Abbado dirige il "Fidelio" che ha sempre sognato

Il grande direttore porta in scena, a Reggio Emilia, la difficile opera "semiseria" di Beethoven, aiutato da una splendida Mahler Chamber Orchestra. Un'ottima compagnia di canto se si esclude il tenore Clifton Forbis

Reggio Emilia - Fidelio di Beethoven, acclamato a Reggio Emilia, è il sogno realizzato di un grande direttore, Claudio Abbado, che ci ha pensato su tutta una vita. Istante per istante si sente il fascino e la coerenza d’una scelta precisa e meditata. È quello che si chiama verità.

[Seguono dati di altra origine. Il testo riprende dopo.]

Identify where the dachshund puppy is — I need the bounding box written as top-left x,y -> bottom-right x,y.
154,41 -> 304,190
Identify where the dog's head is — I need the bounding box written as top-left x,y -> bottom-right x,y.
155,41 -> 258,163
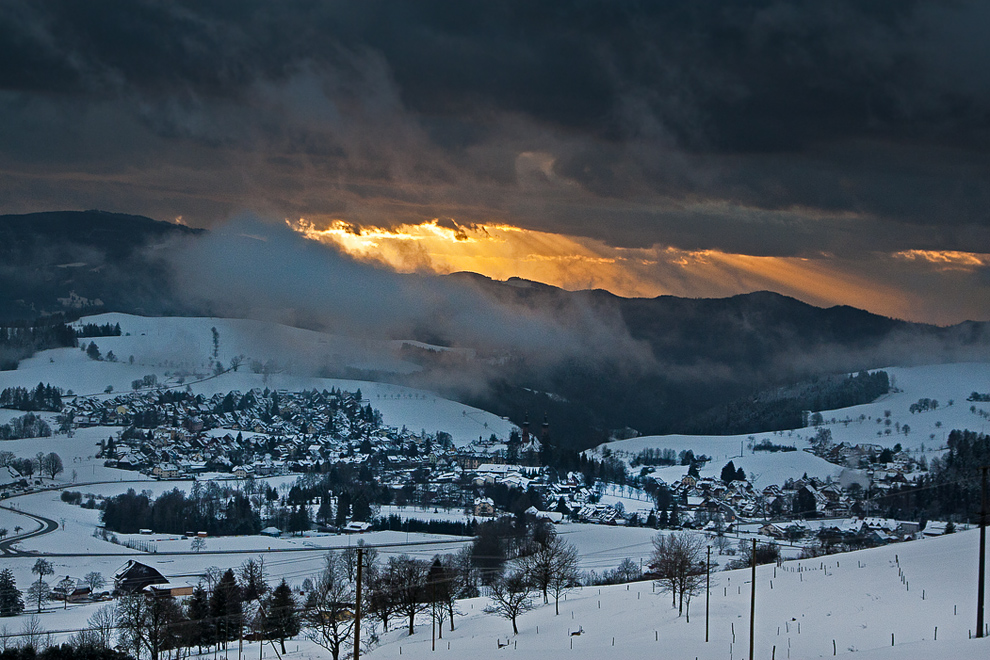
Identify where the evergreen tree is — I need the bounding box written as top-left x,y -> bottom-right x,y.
0,568 -> 24,616
262,578 -> 301,655
210,568 -> 244,648
186,584 -> 214,653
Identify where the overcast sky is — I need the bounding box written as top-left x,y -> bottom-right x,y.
0,0 -> 990,323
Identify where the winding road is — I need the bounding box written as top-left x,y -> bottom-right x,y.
0,505 -> 58,557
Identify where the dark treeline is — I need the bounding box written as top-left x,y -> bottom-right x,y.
0,644 -> 134,660
0,413 -> 52,440
103,484 -> 261,536
879,430 -> 990,522
0,316 -> 78,371
371,513 -> 475,536
0,383 -> 62,412
677,371 -> 890,435
76,323 -> 120,339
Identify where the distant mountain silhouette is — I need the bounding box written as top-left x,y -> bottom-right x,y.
0,211 -> 990,448
0,211 -> 202,320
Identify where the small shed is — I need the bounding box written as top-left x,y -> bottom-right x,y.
113,559 -> 168,594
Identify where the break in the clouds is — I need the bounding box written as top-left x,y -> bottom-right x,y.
0,0 -> 990,321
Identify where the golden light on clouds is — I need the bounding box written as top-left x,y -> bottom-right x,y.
288,219 -> 990,321
894,250 -> 990,270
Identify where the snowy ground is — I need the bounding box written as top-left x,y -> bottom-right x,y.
0,313 -> 515,445
592,362 -> 990,480
3,526 -> 990,660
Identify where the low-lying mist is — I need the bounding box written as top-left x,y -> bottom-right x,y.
171,217 -> 653,386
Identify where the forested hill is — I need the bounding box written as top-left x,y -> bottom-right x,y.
0,211 -> 990,448
0,211 -> 202,321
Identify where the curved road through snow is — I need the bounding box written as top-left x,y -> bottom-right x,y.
0,506 -> 58,557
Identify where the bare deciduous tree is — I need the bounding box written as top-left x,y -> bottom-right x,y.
650,532 -> 705,616
305,552 -> 355,660
485,571 -> 533,635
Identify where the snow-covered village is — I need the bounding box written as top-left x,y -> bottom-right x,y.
0,0 -> 990,660
0,314 -> 990,658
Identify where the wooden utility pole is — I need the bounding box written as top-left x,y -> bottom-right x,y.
354,546 -> 364,660
976,465 -> 990,637
749,539 -> 756,660
705,546 -> 712,642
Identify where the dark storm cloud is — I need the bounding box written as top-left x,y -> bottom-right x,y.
0,0 -> 990,255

Fidelio è un’opera di genere «semiserio» trasfigurato: comincia come un’opera buffa, col quadrettino della famiglia d’un carceriere, e poco a poco viene attirata verso un punto buio e misterioso di pericolo e di male: nella cella più segreta c’è un prigioniero destinato a venire ucciso, eroe innocente, perseguitato da un Governatore crudele.
Sua moglie però è presente nel carcere: travestita da ragazzo ha fatto innamorare la figlia del carceriere, e viene scelta da lui per scavare la fossa dell’eroe. Nel buio freddo sotterraneo, quando anche il Governatore è sceso per compiere la delittuosa vendetta, lei lo ferma con una piccola rivoltella; e proprio allora, le trombe annunciano la venuta del Ministro a riportare giustizia. I prigionieri, che avevamo visti oppressi anelare all’aria ed alla luce, vengono liberati, la sposa coraggiosa scioglie le catene del suo uomo.
Tutto è grandezza e nobiltà di musica, s’intende; l’ardito canto e il sinfonismo magistrale dell’orchestra. Ma tre punti son decisivi per sentirne crescere la genialità a dismisura. Uno è il quartetto, quando i personaggi ancora «leggeri» si uniscono in un disegno a canone esprimendo il loro presagio sospeso: e Abbado lo tiene leggero, stupefatto come un vortice lento in cui sprofondiamo con loro, misurando al pelo colori e gradazioni di suono delle voci e della splendida Mahler Chamber Orchestra. Il secondo è il coro dei prigionieri: qui come ombre nella figura e nel suono stesso delle parole, impressionanti.

Ma il terzo è il più insidioso per il direttore: quando il dramma è più cupo e pare senza uscita, Beethoven suscita una frase suadente come un conforto e animata come un risveglio. Come nell’opera buffa, l’autore ci fa desiderare, anzi credere un lieto fine. Abbado la lascia nascere come un germe, la porta, la sviluppa, la carica come un segreto al punto d’essere rivelato. Vivranno, saranno liberi, forse tutta l’umanità lo potrebbe. Beethoven è questo.

Restano molti argomenti. Per esempio: di quest’opera esistono più versioni, in quella scelta da Abbado è escluso virtuosamente l’inserimento tradizionale della ouverture «Leonora III» dopo la liberazione. Giusto, e peccato che così ci manchi un po’ di godimento.

Poi: ci vuole una grande compagnia di canto. Questa, a parte il tenore Clifton Forbis che strozza parole e note, era eccellentemente dentro un disegno: con il «cattivo» Albert Domhen integro vocalmente ed isterico come personaggio; il bonario e cedevole carceriere un Giorgio Surjan al pieno delle sue qualità, solenne, umano, ambiguo al punto giusto. Leonore, travestita da Fidelio, superbamente accorata e intima e vincitrice, era Anja Kampe.

Lo spettacolo di Chris Kraus ci vuole spiegare ad ogni costo i fatti e i simboli che capiamo meglio da soli, con luci, immagini, e perfino un Governatore handicappato la cui carrozzella diventa oggetto di trastullo quando lui, con sentimento repellente a Beethoven, viene giustiziato all’istante con una ghigliottina prêt-à-porter. Quando racconta senza complicazioni, però, lo fa benissimo, con recitazione d’alta classe, e lo scenografo Maurizio Balò, complice la costumista Annamaria Heinrich, ci innesta alcune delle sue suggestioni memorabili, come il sotterraneo da brividi e pietà. Due sensazioni che ci rimangono attaccate chiedendoci purificazione.